To add my $.02 to a whole suite of good suggestions...
I think it is important to separate the tasks of
1. data entry, and
2. processing/analysis/visualization, etc.
For task 1, Excel is as good as anything else, however I would
recommend saving data as ascii flat files. This maintains the data in
a universally accessible and usable format. Any other binary format
will have some sort of a limited lifespan. If file size becomes a
problem, I am sure that the data probably has some natural breaking
points (e.g., years) that could be used to keep the data in manageable
pieces. Once entered, the 'raw' data could be maintained in ascii
format, and there should really never be a need to edit it.
Task 2, for the sake of repeatability and documentation, should (in my
opinion) be done using some sort of scripted language. The scripts
would read in the raw data, manipulate as you wish, and spit out
anything you wish (even to the point of achieving "literate
programming/reporting" like goals). The previously mentioned Matlab
or R environments would both be fine choices. Either could be used to
create nice gui-like interfaces for use by your colleagues, and both
work well across platforms.
On Mon, May 19, 2008 at 3:28 PM, david craig <email@hidden> wrote:
> I am in need of some suggestions. My father is a toxicologist who has a
> project that has outgrown its current tools, and is also a victim of the
> axing of VBA from Mac Excel 08. They need to move beyond Excel anyway, but
> the passing of VBA support means loss of cross-platform capability, which is
> essential for this project. (I do know about the recent annoncement
> signaling the return of VBA in a future version, but given the
> uncertainties, that's not really material at the moment.)
> The project, as it currently exists, is (very) large Excel spreadsheet that
> contains a (very) large quantity of data which is processed by an
> increasingly complex sequence of VBA macros to produce yet more data.
> Development work is done by a number of individuals responsible for
> different portions, some using Mac OS and some using Windows.
> When data is to be distributed to end users, the macros are stripped out and
> a version with only the final data in the spreadhseet is made public.
> As I said, the size and complexity has increased to near Excel's breaking
> point even without the VBA issue. None of the people involved are
> programmers per se, but I imagine the individual doing the VBA coding would
> be willing to learn something new if it were going to be of long term value
> to the project.
> ANYWAY, the need is to find a program or environment which
> (i) will enable continued cross-platform development
> (ii) supports some form of fairly sophisticated macro programming for
> processing the data
> (iii) can handle processing of a large quantity of data.
> (iv) Can ultimately output the results of said processing as a spreadsheet
> containing just the results.
> It doesn't have to be free. I'm sure the project grant can support a new
> environment so long as it's something to which it can commit long-term.

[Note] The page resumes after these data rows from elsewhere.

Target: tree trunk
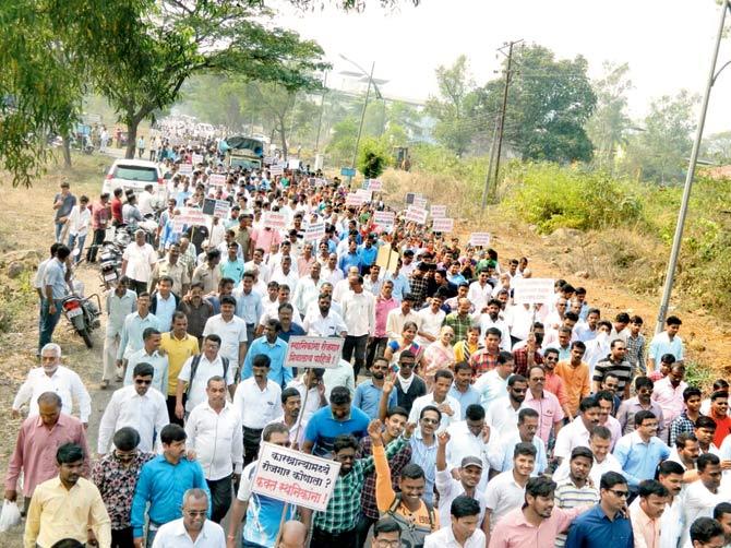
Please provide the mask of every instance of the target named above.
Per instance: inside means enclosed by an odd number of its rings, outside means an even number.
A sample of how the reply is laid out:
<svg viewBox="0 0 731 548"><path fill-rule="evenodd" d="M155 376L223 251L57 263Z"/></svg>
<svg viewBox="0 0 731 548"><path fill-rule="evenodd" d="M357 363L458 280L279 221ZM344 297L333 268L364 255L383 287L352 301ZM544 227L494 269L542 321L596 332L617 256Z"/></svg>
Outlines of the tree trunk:
<svg viewBox="0 0 731 548"><path fill-rule="evenodd" d="M63 145L61 146L63 151L63 167L71 167L71 142L68 136L63 138Z"/></svg>

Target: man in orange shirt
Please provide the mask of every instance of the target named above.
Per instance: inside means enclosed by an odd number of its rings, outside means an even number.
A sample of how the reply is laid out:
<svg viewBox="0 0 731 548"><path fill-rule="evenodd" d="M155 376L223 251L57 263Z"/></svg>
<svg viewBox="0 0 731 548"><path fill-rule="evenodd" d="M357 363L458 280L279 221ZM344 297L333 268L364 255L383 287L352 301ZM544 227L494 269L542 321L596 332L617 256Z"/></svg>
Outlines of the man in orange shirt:
<svg viewBox="0 0 731 548"><path fill-rule="evenodd" d="M589 379L589 366L582 361L586 345L580 341L571 344L571 359L559 361L555 372L563 379L566 394L568 396L570 417L575 417L578 412L578 403L591 392Z"/></svg>

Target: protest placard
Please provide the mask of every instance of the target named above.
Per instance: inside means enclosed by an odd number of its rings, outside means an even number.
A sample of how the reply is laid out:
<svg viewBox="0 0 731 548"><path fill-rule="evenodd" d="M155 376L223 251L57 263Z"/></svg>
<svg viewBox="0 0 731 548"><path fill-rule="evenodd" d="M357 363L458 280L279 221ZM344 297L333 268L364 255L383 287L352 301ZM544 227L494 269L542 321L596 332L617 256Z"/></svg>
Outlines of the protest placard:
<svg viewBox="0 0 731 548"><path fill-rule="evenodd" d="M469 235L469 245L475 247L488 247L490 245L490 234L472 233Z"/></svg>
<svg viewBox="0 0 731 548"><path fill-rule="evenodd" d="M381 192L383 190L383 182L378 179L369 179L368 190L371 192Z"/></svg>
<svg viewBox="0 0 731 548"><path fill-rule="evenodd" d="M220 174L209 175L208 184L213 184L214 187L223 187L226 184L226 176Z"/></svg>
<svg viewBox="0 0 731 548"><path fill-rule="evenodd" d="M321 240L325 237L325 222L312 223L304 230L304 241Z"/></svg>
<svg viewBox="0 0 731 548"><path fill-rule="evenodd" d="M291 336L285 356L287 367L322 367L333 369L338 366L345 338Z"/></svg>
<svg viewBox="0 0 731 548"><path fill-rule="evenodd" d="M396 214L392 211L376 211L373 214L373 222L384 229L392 228L396 222Z"/></svg>
<svg viewBox="0 0 731 548"><path fill-rule="evenodd" d="M431 229L435 233L451 233L454 230L453 218L435 218Z"/></svg>
<svg viewBox="0 0 731 548"><path fill-rule="evenodd" d="M513 300L516 305L547 305L553 299L553 279L551 278L517 278L513 281Z"/></svg>
<svg viewBox="0 0 731 548"><path fill-rule="evenodd" d="M363 196L361 194L346 194L345 195L345 205L355 205L356 207L359 207L363 205Z"/></svg>
<svg viewBox="0 0 731 548"><path fill-rule="evenodd" d="M265 211L262 213L262 225L264 228L284 230L287 228L287 214L277 211Z"/></svg>
<svg viewBox="0 0 731 548"><path fill-rule="evenodd" d="M429 212L427 210L423 207L417 207L416 205L411 205L408 210L406 210L406 221L411 221L420 225L427 224L428 215Z"/></svg>
<svg viewBox="0 0 731 548"><path fill-rule="evenodd" d="M251 490L322 512L339 474L340 463L262 442Z"/></svg>
<svg viewBox="0 0 731 548"><path fill-rule="evenodd" d="M432 205L431 206L431 216L432 216L432 218L444 218L444 217L446 217L446 205Z"/></svg>

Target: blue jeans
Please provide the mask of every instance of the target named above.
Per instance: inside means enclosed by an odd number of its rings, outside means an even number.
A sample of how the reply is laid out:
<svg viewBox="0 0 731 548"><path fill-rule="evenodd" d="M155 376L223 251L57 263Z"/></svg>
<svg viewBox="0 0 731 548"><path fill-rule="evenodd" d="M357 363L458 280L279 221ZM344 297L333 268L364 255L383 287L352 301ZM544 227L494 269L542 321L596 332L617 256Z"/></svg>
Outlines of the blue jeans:
<svg viewBox="0 0 731 548"><path fill-rule="evenodd" d="M74 258L74 264L79 264L79 261L82 260L82 253L84 252L84 242L86 241L86 235L77 236L70 234L69 235L69 249L73 253L74 247L79 247L79 254Z"/></svg>
<svg viewBox="0 0 731 548"><path fill-rule="evenodd" d="M40 336L38 337L38 350L51 342L53 337L53 330L61 318L61 299L53 299L56 306L56 313L49 313L49 301L44 299L40 307Z"/></svg>

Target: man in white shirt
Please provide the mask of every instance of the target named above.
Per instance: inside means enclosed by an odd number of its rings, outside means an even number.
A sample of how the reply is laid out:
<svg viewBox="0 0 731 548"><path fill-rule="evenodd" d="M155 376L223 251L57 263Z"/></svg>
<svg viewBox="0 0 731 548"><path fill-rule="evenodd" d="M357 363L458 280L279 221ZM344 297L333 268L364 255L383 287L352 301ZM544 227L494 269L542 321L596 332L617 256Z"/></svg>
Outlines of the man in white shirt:
<svg viewBox="0 0 731 548"><path fill-rule="evenodd" d="M233 366L228 358L219 355L219 348L220 337L206 335L203 339L203 353L191 356L183 364L176 388L176 417L179 419L184 417L185 412L191 413L196 405L205 402L205 388L212 377L219 376L226 379L226 385L233 395L236 386ZM185 402L183 402L183 395Z"/></svg>
<svg viewBox="0 0 731 548"><path fill-rule="evenodd" d="M460 495L450 505L450 520L442 528L424 537L423 548L484 548L488 546L480 529L480 503L467 495Z"/></svg>
<svg viewBox="0 0 731 548"><path fill-rule="evenodd" d="M226 295L220 298L220 313L208 318L203 327L203 336L216 334L220 337L220 355L228 358L238 378L239 368L247 355L247 322L236 312L236 298Z"/></svg>
<svg viewBox="0 0 731 548"><path fill-rule="evenodd" d="M353 374L358 378L366 364L366 345L368 337L375 330L375 297L363 290L363 276L353 279L351 291L343 297L343 320L348 332L343 345L343 359L350 362L356 358Z"/></svg>
<svg viewBox="0 0 731 548"><path fill-rule="evenodd" d="M421 409L428 405L433 405L442 414L438 432L450 427L450 425L459 421L462 417L462 407L459 402L450 395L454 374L448 369L439 369L434 373L434 384L432 391L421 397L417 397L409 413L409 422L418 422L421 416Z"/></svg>
<svg viewBox="0 0 731 548"><path fill-rule="evenodd" d="M302 322L302 327L309 336L341 336L343 338L347 336L348 326L337 312L331 310L331 303L328 295L320 294L317 310L309 311Z"/></svg>
<svg viewBox="0 0 731 548"><path fill-rule="evenodd" d="M92 398L79 374L61 365L61 347L48 343L40 350L41 367L28 371L28 377L21 385L13 400L13 418L21 416L21 407L28 403L28 417L38 415L38 396L44 392L55 392L62 402L62 412L71 415L73 401L79 405L79 418L88 425L92 414Z"/></svg>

> I have various vague notions of possibilities, but I've not done anything
> quite like this, so I'm really not qualified to make expert suggestions with
> any confidence.
> PLEASE keep in mind that none of the people involved are programmers or
> computer geeks. They're scientists with specialties in other areas -- I'm
> still the one who solves most of my father's computer problems, for example.
> The person who does the VBA programming probably could handle something
> equivalent at that level, but I think whatever I suggest can't reach much
> beyond that level of demand.
> I hope I've said enough to make clear what the needs are. Is there
> anything out there that fits the bill?